03.06.2015 – Potsdam, Nil Club

Kurzfristig im Kellerloch des königlichen Katzenhauses

Ziemlich kurzfristig kam der Bescheid, dass wir uns gefälligst am 3.6. im Nil einzufinden haben. Nach etwas Schnappatmung und grauen Organisationshaaren hat das tatsächlich geklappt und wir trafen berufsbedingt nacheinander auf gewichtigem Boden ein – mitten im Weltkulturerbe an den Communs am Neuen Palais, jenem Protzpalast vom ollen Fritze, in dem er selbst nie groß gewohnt hat, aber der royalen Konkurrenz zeigen wollte, was die Preußen so auf dem Kasten haben. Davor in den Katzenhäusern, den besagten Communs, residiert heute die Uni Potsdam und mit ihr der Nil StudentInnenkeller (mit großem I). Davor auf der Wiese hat man schon so manchen Musiker von Rang und Namen gesehen – von Bryan Adams über Hoobastank, Longfingah und Ray Wilson war alles dabei.
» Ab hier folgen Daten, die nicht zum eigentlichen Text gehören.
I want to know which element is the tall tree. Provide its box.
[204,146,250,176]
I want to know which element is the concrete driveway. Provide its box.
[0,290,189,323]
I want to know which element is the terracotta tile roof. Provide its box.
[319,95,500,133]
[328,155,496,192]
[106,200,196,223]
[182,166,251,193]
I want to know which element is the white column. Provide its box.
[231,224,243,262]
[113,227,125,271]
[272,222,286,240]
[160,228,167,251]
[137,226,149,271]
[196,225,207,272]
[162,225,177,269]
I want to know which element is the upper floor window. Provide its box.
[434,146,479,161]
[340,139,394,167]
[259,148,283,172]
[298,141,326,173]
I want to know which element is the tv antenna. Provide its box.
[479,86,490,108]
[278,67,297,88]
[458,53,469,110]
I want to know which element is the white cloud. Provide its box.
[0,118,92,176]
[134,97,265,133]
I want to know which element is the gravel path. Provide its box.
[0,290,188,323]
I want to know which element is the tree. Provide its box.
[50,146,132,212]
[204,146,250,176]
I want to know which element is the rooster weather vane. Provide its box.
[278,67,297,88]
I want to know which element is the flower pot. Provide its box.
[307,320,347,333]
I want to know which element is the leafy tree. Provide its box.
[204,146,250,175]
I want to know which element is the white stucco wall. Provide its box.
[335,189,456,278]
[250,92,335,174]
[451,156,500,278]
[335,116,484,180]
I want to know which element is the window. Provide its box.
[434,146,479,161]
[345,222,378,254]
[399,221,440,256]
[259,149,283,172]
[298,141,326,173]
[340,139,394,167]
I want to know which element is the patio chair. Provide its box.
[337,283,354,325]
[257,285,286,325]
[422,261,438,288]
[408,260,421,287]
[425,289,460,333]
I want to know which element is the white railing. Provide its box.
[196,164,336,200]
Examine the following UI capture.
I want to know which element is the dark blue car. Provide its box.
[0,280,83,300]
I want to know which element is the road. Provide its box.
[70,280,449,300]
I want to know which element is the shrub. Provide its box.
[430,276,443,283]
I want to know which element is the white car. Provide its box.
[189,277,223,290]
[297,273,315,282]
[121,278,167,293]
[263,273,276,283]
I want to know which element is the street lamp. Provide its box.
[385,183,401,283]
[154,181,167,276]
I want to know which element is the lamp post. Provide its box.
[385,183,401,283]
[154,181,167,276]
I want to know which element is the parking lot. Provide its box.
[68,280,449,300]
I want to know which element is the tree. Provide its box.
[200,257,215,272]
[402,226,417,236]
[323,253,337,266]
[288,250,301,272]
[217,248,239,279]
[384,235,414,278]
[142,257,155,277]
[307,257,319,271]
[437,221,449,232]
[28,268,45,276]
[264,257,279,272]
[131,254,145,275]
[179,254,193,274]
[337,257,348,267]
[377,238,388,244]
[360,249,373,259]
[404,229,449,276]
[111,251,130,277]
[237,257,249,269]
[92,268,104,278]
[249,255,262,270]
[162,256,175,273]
Aber: Die durften alle nicht ins Haus, sondern mussten draußen spielen. Tja, und wir durften rein. Will uns das was sagen? Nö. Aber es klingt gut und gewichtig.

Golm Rockt

Noch eine Wiese weiter, über die Straße, war irgendeine Art von mau besuchtem Hochschulsportfest, das wir als Freiluft-Catering nutzen durften. Bei gegrilltem Camembert (zu Deutsch: Kammbert) und kühlem Fassbier (zu Deutsch: Kannichnocheins?) haben sich manche von uns beim Ballspiel verausgabt, der Rest hat moderat amüsiert und verwirrt zugesehen. Aber beim Sportfest physisch anwesend zu sein macht doch auch schon fit, oder? Kurz nach unserer Speisenaufnahme nahm ein fleißiger Trupp Unbekannter die Zapfanlage auf einen Bollerwagen und kutschte damit rüber zum Nil. Zum Herrentag wären sie damit definitiv die Knüller der von Trinkwilligen gesäumten Landstraßen und Feldwege.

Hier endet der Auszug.